时烟受不住的想要推开他。然而她的推拒,却极大的刺激了他。
“不准逃。”
他凶狠道:“你是我的,永远不准离开!”
“我……唔……”
他根本就没有给时烟说话的机会,就再次侵占了她的唇舌。
时烟只能尽量放松,让自己好受一些。
不知是谁先动的脚,两人纠缠在一起,跌跌撞撞撞开卧室门,然后一并倒在床上。
房内的温度节节升高,只是桌上的菜,却是逐渐凉了下去。
——
“嘶。”时烟举着镜子,看着自己脖颈处明显的牙印,小口抽着凉气,低声骂他:“你是牲口吗?!”
怎么越来越爱咬人了。
傅寒川道歉道的毫无诚意:“一时没忍住。”
时烟越看越来气,踹他一脚,给他指了个方向:“第三层抽屉里有常备药,帮我拿来。”
傅寒川去看了一眼药箱,取了活血化瘀的药,挤在手上,自己暖热了,方力道适中的给她擦在身上。

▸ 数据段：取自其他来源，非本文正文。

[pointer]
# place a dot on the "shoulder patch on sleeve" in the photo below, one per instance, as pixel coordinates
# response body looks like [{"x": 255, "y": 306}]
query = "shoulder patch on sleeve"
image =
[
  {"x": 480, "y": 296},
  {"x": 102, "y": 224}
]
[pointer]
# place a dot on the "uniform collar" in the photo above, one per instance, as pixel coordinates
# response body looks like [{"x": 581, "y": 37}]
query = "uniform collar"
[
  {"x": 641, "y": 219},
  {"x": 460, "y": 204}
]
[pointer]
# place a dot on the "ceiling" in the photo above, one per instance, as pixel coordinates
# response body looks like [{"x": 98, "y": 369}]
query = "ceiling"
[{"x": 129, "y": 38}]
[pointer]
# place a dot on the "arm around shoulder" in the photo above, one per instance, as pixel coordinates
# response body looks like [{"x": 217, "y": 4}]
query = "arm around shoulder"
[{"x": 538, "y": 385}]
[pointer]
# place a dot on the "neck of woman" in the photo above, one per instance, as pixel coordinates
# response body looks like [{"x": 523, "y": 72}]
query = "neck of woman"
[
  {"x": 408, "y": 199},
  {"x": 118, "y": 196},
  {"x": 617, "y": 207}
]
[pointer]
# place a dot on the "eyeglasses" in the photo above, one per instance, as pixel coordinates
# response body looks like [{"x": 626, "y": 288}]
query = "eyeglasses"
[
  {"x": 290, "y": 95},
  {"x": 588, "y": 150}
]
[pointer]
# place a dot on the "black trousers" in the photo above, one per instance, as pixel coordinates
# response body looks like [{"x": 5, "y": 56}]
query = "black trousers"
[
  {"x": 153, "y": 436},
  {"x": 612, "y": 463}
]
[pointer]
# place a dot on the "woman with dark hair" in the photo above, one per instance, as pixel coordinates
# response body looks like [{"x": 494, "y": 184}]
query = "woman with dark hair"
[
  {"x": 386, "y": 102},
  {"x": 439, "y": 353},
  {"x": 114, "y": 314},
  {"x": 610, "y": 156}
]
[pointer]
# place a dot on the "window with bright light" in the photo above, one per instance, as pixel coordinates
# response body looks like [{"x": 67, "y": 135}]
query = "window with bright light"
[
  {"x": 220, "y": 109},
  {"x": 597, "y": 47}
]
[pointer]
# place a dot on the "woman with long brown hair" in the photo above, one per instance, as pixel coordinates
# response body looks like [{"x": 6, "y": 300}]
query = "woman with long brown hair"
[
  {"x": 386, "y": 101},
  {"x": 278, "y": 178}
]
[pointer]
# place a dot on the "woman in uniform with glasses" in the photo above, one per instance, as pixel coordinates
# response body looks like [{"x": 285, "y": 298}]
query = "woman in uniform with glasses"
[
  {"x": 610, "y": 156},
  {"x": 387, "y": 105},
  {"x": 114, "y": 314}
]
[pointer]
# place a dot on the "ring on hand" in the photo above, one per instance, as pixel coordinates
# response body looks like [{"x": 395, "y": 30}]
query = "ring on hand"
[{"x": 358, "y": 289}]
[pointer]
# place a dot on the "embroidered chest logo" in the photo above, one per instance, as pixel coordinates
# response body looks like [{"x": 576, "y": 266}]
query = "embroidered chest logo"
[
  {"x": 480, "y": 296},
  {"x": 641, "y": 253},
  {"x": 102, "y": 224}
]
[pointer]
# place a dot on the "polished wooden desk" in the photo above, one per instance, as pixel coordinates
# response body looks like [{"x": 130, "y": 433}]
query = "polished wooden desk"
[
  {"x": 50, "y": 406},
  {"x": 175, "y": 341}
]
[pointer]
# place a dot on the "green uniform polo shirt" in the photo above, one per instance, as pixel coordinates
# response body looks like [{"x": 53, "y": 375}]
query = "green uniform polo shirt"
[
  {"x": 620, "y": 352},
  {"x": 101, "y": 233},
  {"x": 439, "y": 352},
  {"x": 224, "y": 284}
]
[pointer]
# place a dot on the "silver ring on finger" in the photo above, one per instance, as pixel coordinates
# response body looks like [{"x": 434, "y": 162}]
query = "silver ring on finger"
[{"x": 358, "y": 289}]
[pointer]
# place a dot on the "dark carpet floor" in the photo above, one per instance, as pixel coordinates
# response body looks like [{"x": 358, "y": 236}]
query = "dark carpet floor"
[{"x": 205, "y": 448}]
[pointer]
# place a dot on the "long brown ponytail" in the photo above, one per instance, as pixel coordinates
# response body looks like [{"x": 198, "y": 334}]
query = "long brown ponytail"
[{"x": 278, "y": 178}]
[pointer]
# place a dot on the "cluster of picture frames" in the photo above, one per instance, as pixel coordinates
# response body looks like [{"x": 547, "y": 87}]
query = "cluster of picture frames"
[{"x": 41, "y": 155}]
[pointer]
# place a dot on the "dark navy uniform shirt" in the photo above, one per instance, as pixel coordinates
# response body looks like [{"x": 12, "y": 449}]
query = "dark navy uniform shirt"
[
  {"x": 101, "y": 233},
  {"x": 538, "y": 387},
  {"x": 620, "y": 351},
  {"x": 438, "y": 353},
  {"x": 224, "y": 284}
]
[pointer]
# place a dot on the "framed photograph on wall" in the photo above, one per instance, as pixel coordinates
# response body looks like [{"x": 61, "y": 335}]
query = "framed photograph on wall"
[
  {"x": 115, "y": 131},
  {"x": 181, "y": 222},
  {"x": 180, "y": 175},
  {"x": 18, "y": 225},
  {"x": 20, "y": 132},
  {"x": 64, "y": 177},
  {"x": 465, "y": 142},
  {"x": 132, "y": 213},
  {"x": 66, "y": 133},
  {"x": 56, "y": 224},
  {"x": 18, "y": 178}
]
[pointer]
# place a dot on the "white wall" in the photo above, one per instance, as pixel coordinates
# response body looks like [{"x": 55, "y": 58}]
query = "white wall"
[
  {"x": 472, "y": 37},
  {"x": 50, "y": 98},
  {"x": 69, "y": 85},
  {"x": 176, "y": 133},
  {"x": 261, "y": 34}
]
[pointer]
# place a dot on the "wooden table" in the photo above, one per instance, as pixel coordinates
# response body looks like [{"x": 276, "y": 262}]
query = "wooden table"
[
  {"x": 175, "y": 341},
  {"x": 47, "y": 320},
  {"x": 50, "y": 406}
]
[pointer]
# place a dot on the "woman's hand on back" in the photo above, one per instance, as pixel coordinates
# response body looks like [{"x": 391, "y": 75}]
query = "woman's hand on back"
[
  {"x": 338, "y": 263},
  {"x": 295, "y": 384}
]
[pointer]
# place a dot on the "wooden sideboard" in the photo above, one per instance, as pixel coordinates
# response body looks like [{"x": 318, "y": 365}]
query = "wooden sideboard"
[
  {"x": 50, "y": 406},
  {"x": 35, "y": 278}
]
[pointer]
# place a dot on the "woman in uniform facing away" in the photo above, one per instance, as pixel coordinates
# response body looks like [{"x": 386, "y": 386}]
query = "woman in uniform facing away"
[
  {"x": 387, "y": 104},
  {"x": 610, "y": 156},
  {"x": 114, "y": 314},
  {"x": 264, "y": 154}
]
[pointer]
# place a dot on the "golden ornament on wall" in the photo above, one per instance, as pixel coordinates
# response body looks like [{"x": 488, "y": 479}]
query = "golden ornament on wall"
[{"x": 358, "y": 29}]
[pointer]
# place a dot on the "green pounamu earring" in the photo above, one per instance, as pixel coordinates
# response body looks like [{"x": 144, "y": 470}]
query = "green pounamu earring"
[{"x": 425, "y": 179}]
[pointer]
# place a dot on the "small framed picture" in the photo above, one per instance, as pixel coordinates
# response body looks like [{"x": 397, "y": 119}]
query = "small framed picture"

经历一场运动后,被人这样舒舒服服地服侍,时烟惬意的眯了眯眸子。
只是身体暖了,哪啥也思了,时烟肚子却是煞风景的一叫——
忘记饱了!
“我的菜!”
时烟慌里慌张的就要爬起来。
却被傅寒川扣着腰,使了个巧劲,让她腰眼一软,重新跌回他的腿上。
她不说这还好,一说这,傅寒川立刻想起,那个和她同进同出的男人,她甚至还对他笑了那么多下。
当初对他倒是整日冷着一张脸。
再见,也没对他怎么笑不说,倒是没少骂他。
时烟只感觉身体一软,有气无力道:“你……你又发什么疯。”
傅寒川面无表情,又挤了药膏在手上,化开后用了些力气涂在她的后背上。
好。
又骂了他一句。
第四十八次了。
时烟肌肤白,以往他稍微用点力气,就能留下痕迹。
加之分别太久,中间又横亘着生离死别后的破镜重圆,傅寒川完全是凭借着本能行事没有任何收敛。
现在时烟全是都是他的痕迹。
也正是这样将她完全侵占的些许安全感,才支撑着他能语气平静的问出:“那个男人是谁?”
时烟脑子根本没反应过来:“哪个男人?”
傅寒川似乎一点也不想提起和许老师有关的任何事,语气冷若冰霜,且极为简短,仿佛多说两个字,能要了他的命一般。
“和你一起进出的男人。”
“他是……”
时烟说到一半反应过来,有点费劲儿的后仰,笑吟吟道:“吃醋啦?”
傅寒川面无表情的用了些力气,垂眸将手下那块淤青揉开。